The state's use of psychological warfare to bend the population to war is as old, if not older than the existence of states themselves. But it was perhaps Nazi Reichsmarschall Hermann Goering whose statement while on trial at Nuremberg best summed up the cynical simplicity of the logic.
"Of course people don't want war. But after all, it's the leaders of the country who determine the policy and it's always a simple matter to drag the people along whether it's a democracy, a fascist dictatorship, or a parliament, or a communist dictatorship. Voice or no voice, the people can always be brought to the bidding of the leaders, that is easy. All you have to do is tell them they are being attacked, and denounce the pacifists for lack of patriotism and exposing the country to greater danger."
Psychological warfare in the form of propaganda comes in all shapes and sizes as well as shades of black, grey or white. America's coordinated use of psychological warfare began in earnest during World War II and ever since has grown and expanded into public relations, advertising, cinema, radio and television, electronic video games and now social media. Its pro-war boosterism extends over sports, religion, education, news and entertainment to form a seamless electronic cocoon-like web. It is employed on an ever growing list of those deemed as enemies of America as well as on a confused and agitated American public -- whose corporate news networks frame and manage an increasingly false narrative while engaging in a kind of Orwellian Kabuki Theatre of fairness and balance.
Americans were heavily propagandized to support a U.S. entry into World War II and again to accept the morality of deploying the atomic bomb to end it.

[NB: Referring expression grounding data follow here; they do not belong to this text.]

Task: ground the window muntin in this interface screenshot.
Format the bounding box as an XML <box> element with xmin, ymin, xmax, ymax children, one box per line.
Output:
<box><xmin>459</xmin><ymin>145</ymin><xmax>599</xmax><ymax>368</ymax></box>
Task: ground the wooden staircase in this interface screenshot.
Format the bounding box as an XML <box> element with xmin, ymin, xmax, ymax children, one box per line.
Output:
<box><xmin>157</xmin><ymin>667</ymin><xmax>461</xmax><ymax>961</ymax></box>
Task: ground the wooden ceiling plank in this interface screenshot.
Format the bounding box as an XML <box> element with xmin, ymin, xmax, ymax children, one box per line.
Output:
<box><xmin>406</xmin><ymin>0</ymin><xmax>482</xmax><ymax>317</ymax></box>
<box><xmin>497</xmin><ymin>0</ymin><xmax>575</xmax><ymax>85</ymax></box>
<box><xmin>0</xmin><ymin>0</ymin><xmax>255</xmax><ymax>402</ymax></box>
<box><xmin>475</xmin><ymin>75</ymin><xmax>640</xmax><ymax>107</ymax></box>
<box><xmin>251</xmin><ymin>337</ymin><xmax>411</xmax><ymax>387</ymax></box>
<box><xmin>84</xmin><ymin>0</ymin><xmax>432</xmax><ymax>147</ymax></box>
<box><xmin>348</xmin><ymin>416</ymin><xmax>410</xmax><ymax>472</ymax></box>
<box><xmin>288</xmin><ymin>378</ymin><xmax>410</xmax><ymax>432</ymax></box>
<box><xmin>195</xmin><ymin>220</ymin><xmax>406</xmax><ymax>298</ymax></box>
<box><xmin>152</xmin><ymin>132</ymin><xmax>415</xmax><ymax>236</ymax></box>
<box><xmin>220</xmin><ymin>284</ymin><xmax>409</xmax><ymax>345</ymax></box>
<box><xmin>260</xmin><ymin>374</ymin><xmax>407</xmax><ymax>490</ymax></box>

Even Mickey Mouse was conscripted for America's total war effort along with the minds of America's youth. Following the war Americans were heavily propagandized to accept the Cold War, the need for maintaining a permanent army, navy and air force as well as the buildup of a nuclear weapons arsenal.
Since 9/11 Americans have been bathed in psychological warfare on Islamic terrorism, but so much evidence has emerged linking that terrorism to covert U.S. policy goals, tha the propaganda value has backfired.
The Bush administration can take credit for breaking the system in the run-up to the 2003 invasion of Iraq, by using fraudulent claims as a pretext for the invasion. But for reasons that defy logic, the U.S. government continues to employ these methods despite them having been shown time and again to be fraudulent.
One has only to look to the U.S. role in Afghanistan in the 1970s to understand the background of the current crisis in American thinking; but without reexamining the real purpose behind America's long term involvement, today's disinformation wars will remain imponderable.
The origins of Washington's war in Afghanistan have always been strategic, long term and particularly black, obscured throughout the Cold War by a narrative adapted from Britain's 19thcentury colonial expansion in India.
After a fruitless effort in Vietnam in the 1950s and 1960s, America's psychological warfare campaign shifted its attention to Central Asia in 1973, when Afghanistan's king was overthrown by his brother in law and cousin, Mohammed Daoud. Aided by the Parcham faction of the Marxist/Leninist People's Democratic Party of Afghanistan (PDPA), Daoud's takeover fit neatly into Washington's anti-communist manifesto, despite his overwhelmingly nationalist credentials. The role of the Communist party meant so little to the U.S. media at the time that it remained invisible in both Time and Newsweek's published reports of the coup. But to U.S. ambassador Robert G. Neumann, the presence of the PDPA meant that a "limited Great Game" with the Soviet Union was now back in play.